Adani Power, Adani Transmission and Adani Total Gas fell 5% and were locked in their lower circuits.”
U.S. Supreme Court revives LinkedIn bid to shield personal data
The U.S. Supreme Court on Monday gave Microsoft Corp’s LinkedIn Corp another chance to try to stop rival hiQ Labs Inc from harvesting personal data from the professional networking platform’s public profiles – a practice that LinkedIn contends threatens the privacy of its users.
The justices threw out a lower court ruling that had barred LinkedIn from denying hiQ access to the information that LinkedIn members had made publicly available.
At issue is whether companies can use a federal anti-hacking law called the Computer Fraud and Abuse Act, which prohibits accessing a computer without authorization, to block competitors from harvesting or “scraping” vast amounts of customer data from public-facing parts of a website.

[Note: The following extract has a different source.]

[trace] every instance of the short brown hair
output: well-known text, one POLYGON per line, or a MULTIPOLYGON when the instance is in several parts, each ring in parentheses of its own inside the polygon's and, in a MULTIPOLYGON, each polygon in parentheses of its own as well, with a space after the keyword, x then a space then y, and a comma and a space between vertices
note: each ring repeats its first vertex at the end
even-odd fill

PNB Housing Fin deal under RBI, SEBI lens
The Reserve Bank of India (RBI) as well as SEBI will look into various regulatory issues related to the proposed ₹4,000 crore-investment by U.S.-based private equity firm Carlyle and others in PNB Housing Finance, sources said on Monday.
According to the sources, concerns of minority shareholders, corporate governance and others regulatory aspects would be looked into by the RBI and SEBI. The Carlyle Group along with other entities on Monday floated a “draft letter offer” with regard to an open offer for acquisition of over 7 crore equity shares representing 26% stake in PNB Housing Finance.

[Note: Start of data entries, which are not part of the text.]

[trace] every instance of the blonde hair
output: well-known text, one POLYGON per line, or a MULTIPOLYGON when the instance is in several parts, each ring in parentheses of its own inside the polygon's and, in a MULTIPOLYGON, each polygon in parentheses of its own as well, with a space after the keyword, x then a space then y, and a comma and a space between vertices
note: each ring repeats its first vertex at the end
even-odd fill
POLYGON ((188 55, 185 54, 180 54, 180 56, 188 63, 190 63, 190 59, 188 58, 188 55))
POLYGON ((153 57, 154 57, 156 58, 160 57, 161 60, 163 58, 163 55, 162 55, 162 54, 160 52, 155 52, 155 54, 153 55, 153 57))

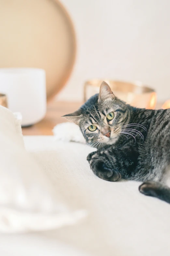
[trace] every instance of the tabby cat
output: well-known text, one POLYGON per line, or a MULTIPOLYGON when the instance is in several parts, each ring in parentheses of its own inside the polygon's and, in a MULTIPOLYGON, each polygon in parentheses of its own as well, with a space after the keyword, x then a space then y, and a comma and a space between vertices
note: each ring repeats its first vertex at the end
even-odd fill
POLYGON ((64 116, 97 148, 87 158, 96 175, 109 181, 142 181, 140 192, 170 203, 170 109, 134 108, 104 81, 99 94, 64 116))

Indian shares hit record highs as Asian peers gain; Fed meeting eyed
A good start to the day for stocks.
Reuters reports: “Indian shares rose to all-time highs on Tuesday as gains in broader markets helped investors look past data that showed retail inflation hit a six-month high, with the focus shifting to the outcome of the U.S. Federal Reserve’s policy meeting later this week.
The blue-chip NSE Nifty 50 index rose 0.39% to 15,873.15 and the benchmark S&P BSE Sensex climbed 0.46% to 52,781.57 by 0347 GMT.
India’s retail inflation accelerated in May, at its fastest pace in six months as fuel and food prices rose at a higher pace.
Broader Asian markets tracked overnight gains on Wall Street, with investors looking to a much-anticipated Federal Reserve policy meeting to see if the central bank would signal any change to the U.S. monetary policy outlook.
Many investors expect the Fed to maintain its dovish stance at its two-day meeting from Tuesday. Some Fed board members, however, have said the central bank should start discussing tapering its bond-buying.
In Mumbai trading, Reliance Industries Ltd and HDFC Ltd were the top performers on the Nifty 50, adding 0.6% and 0.5%, respectively. Shares of Reliance have gained in the last five consecutive trading sessions.”
Retail inflation soars to 6.3%, a 6-month high
Retail inflation hit a six-month high of 6.3% in May, thanks to a persistent rise in fuel and edible oil prices, which also played a part in pushing wholesale prices to a record 12.94% inflation in the month, as per data released on Monday.
Consumers experienced an inflation of 11.58% for the ‘fuel and light’ category in May, with urban India bearing a bigger hit of 14.24% on the same account. Food inflation reheated to 5.1% from just 1.96% in April.
Overall retail prices, however, saw a sharper spurt in rural areas from 3.75% in April to 6.5% in May, while it was less pronounced in urban India at a little more than 6% from 4.7% in April, as per the National Statistical Office. At the wholesale level, fuel and power inflation nearly quadrupled to 37.6% from the 9.75% recorded in March this year, and is significantly higher than the 20.94% mark attained in April. Manufactured products’ inflation rose to 10.83% from 9% in April.